A Binomial bound for the CDF of the Hypergeometric distribution?

• Let $$H \sim Hyp(N,K,n)$$, where $$Hyp$$ denotes the hypergeometric distribution, $$N$$ the number of objects, $$K$$ the number of "good" objects, and $$n$$ the number of draws.
• I am interested in a particular bound for $$\mathbb{P}(H \leq x)$$.
• Let $$B_x \sim Bi\left(n, \frac{K-x}{N-x}\right)$$, where $$Bi$$ denotes the Binomial distribution.

Intuitively, if no more than $$x$$ of the $$n$$ draws associated with the Hypergeometric distribution are successful (i.e., result in drawing a "good" object), the probability of a success in each of these draws never falls below $$\frac{K-x}{N-x}$$. Therefore, the following inequality might seem like a reasonable conjecture:

(1)$$\qquad$$ $$\mathbb{P}(H\leq x) \leq \mathbb{P}(B_x \leq x)$$, $$\qquad$$ for all $$x \leq K$$.

I've looked online a little bit and couldn't find any reference to (1). Maybe this inequality is easy to prove or disprove, but I haven't been able to.

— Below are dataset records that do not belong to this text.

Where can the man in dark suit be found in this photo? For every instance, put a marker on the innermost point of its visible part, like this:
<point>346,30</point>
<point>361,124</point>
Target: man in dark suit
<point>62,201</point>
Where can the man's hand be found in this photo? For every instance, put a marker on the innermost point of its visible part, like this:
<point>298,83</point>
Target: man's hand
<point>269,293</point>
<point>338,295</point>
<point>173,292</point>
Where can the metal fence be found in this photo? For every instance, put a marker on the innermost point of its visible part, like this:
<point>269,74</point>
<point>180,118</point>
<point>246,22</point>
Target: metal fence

Beside the intuitive "argument" above, her is some (arguably very limited) suggestive evidence that (1) might be true.

Example 1

Suppose that $$N =4$$, $$K=2$$, and $$n = 2$$. Then,

• $$\mathbb{P}(H \leq 0) = (1/2)*(1/3)= 1/6$$
• $$\mathbb{P}(B_0 \leq 0) = (1/2)*(1/2)= 1/4$$

Also,

• $$\mathbb{P}(H \leq 1) = (1/2)*(1/3) + (1/2)*(2/3) + (1/2)*(2/3)= 5/6$$
• $$\mathbb{P}(B_1 \leq 1) = (2/3)*(2/3) + (1/3)*(2/3) + (2/3)*(1/3)= 8/9$$

Example 2

In Mathematica, plotting the difference between the two CDFs for a couple of values of the paramaters and $$x$$

DiscretePlot[
Table[CDF[HypergeometricDistribution[n, 50, 100],
k], {n, {10, 20, 50}}] -
Table[CDF[BinomialDistribution[n, (50 - k)/(100 - k)],
k], {n, {10, 20, 50}}] // Evaluate, {k, 0, 32}, PlotRange -> All]


yields

Some things I found difficult when trying to prove the inequality:

1. As far as I know, there is no really convenient formula for the CDF's of Binomial and (even less so) of Hypergeometric distributions.
2. If the inequality holds, it certainly does not hold "pointwise", in the sense that we don't have $$\mathbb{P}(H = y) \leq \mathbb{P}(B_x = y)$$ for all $$y \in \{0,\dots, x\}$$. So if the inequality holds, it really has to do with the whole sum of the PMFs from $$0$$ to $$x$$, which I find hard to play with.

My questions:

1. Can someone provide a counter-examples or a proof of (1)?
2. If (1) is true, is there a good reference for it that I could cite?